Del resto, il risultato di Favara è un manuale che la classe politica saccense dovrebbe prima studiare e poi imparare a memoria. La città dello squisito agnello pasquale è una cattedra universitaria, una lectio magistralis che i politici e politicanti saccensi dovrebbero tenere sul comodino e ripassarla ogni sera fino alle prossime elezioni.

Il candidato Antonio Palumbo dell’asse Pd, Comunisti, Grillini, sfiora l’elezione al primo turno incassando il 37,34% dei voti (7.541). E’ appoggiato dalle liste Favara per i Beni Comuni (comunisti), Pd e l’Altra Favara (M5S). Le tre liste apportano il 15,5%. Dunque, Palumbo porta da sé una quantità di consenso personale che è di gran lunga superiore alla somma dei voti delle tre liste. Il Pd apporta il 5,80% (1.151 voti), l’Altra Favara (comunisti) il 6,67% (1.323 voti), ciò che rimane dei grillini il 3,03% (601 voti) e non raggiunge neanche il quorum per entrare in Consiglio comunale.

Il centrodestra a Favara ha dimostrato quanto sia efficace in senso negativo la divisione. In essa rientrano a pieno titolo la superbia, la convinzione da parte di taluni di essere superiori e più forti rispetto ad altri della stessa parte politica. E così la divisione del centrodestra porta alla competizione di due candidati e di ben 12 liste. Di queste, 7 a sostegno del candidato Salvatore Montaperto e 5 per il candidato Giuseppe Infurna.

Montaperto riporta 6.970 voti (34,51%), Infurna 5.684 voti (28,15%).
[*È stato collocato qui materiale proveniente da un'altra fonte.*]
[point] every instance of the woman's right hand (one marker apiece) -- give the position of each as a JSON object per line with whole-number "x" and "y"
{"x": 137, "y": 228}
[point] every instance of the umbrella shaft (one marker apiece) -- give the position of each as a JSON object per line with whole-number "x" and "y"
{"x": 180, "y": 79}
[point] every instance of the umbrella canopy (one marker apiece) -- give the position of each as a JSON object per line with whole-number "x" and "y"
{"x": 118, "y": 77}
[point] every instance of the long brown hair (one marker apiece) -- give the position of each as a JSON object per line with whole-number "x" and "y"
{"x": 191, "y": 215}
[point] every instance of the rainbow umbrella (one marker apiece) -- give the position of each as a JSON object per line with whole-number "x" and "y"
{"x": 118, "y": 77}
Ambedue gli schieramenti sommano 12.654, pari al 62,66%.

Sono fortemente convinto che a favara sia scattato l’effetto “simpatia” di Palumbo. Nel ballottaggio vale moltissimo anche perché vi è il disimpegno dei candidati delle liste la maggior parte dei quali non scenderà in campo perché hanno esaurito le loro speranze ma anche il loro compito riempitivo della lista.

Né vale, al ballottaggio, il virus che colpisce la classe politica ancorata ancora ad una cultura elettorale che non esiste più: la visione di una sommatoria di forze, dietro appannaggio di poltrone assessoriali, capace di fare da contraltare al candidato che al primo turno si è meglio classificato.

Il ballottaggio è un’altra partita e non può essere considerata una partita di ritorno. La lezione di Favara trasmette un punto fondamentale: la scelta del candidato. Una scelta che si fondi sulla identità dello stesso, sul sentiment che la gente su di esso ha.

Sciacca vive una situazione politicamente appannata. Un centrodestra non perfettamente definito e nel quale emergono diverse aspirazioni che non trovano una sintesi. Un centrodestra che fa distinguo anziché amalgama.

Ma c’è anche un Pd che porta sulle spalle cinque anni di sindacatura e un monocolore in giunta il cui risultato è ben pesato dalla gente. Non è, di certo, un peso favorevole.

Il M5S è scomparso, è rimasto il superstite Alessandro Curreri. C’è il movimento Mizzica con l’unico consigliere Fabio Termine, il quale ha sentenziato pesanti condanne sulle spalle del Pd, dell’attuale sindaco e della coalizione che sostenne Francesca Valenti. Per Fabio Termine non sarà facile dare un colpo di spugna alle sue invettive, far finta di  niente e, a braccetto con Pd e residuo pentastellato, far campagna elettorale.

Ecco perché Favara è un manuale da studiare e analizzare attentamente, nella consapevolezza che ieri non esiste più e il contesto elettorale di oggi è cambiato. La gente è davvero incazzata e lo dimostra con il 50% di astensione.

Sciacca necessita di una evoluzione politica innovativa, rompendo schemi tradizionali, mettendo in soffitta vecchi rancori, invidie e vocazione a sentenziare su tutto e su tutti. Sciacca ha bisogno di una visione che guardi per almeno un decennio la sua capacità di riprendersi e riprogrammarsi. La qualità dei servizi è talmente scadente e, a tratti inesistente, che danneggia la sua primaria stella polare da seguire: il turismo.

Siamo all’anno zero per la qualità di vita e di servizi. Serve una programmazione di lunga gittata i cui cardini devono non solo essere condivisi dalla politica ma perpetrati nel tempo. Ma a Sciacca domina la cultura di distruggere ciò che si è iniziato. Sindacatura dopo sindacatura. I risultati sono fin troppo evidenti.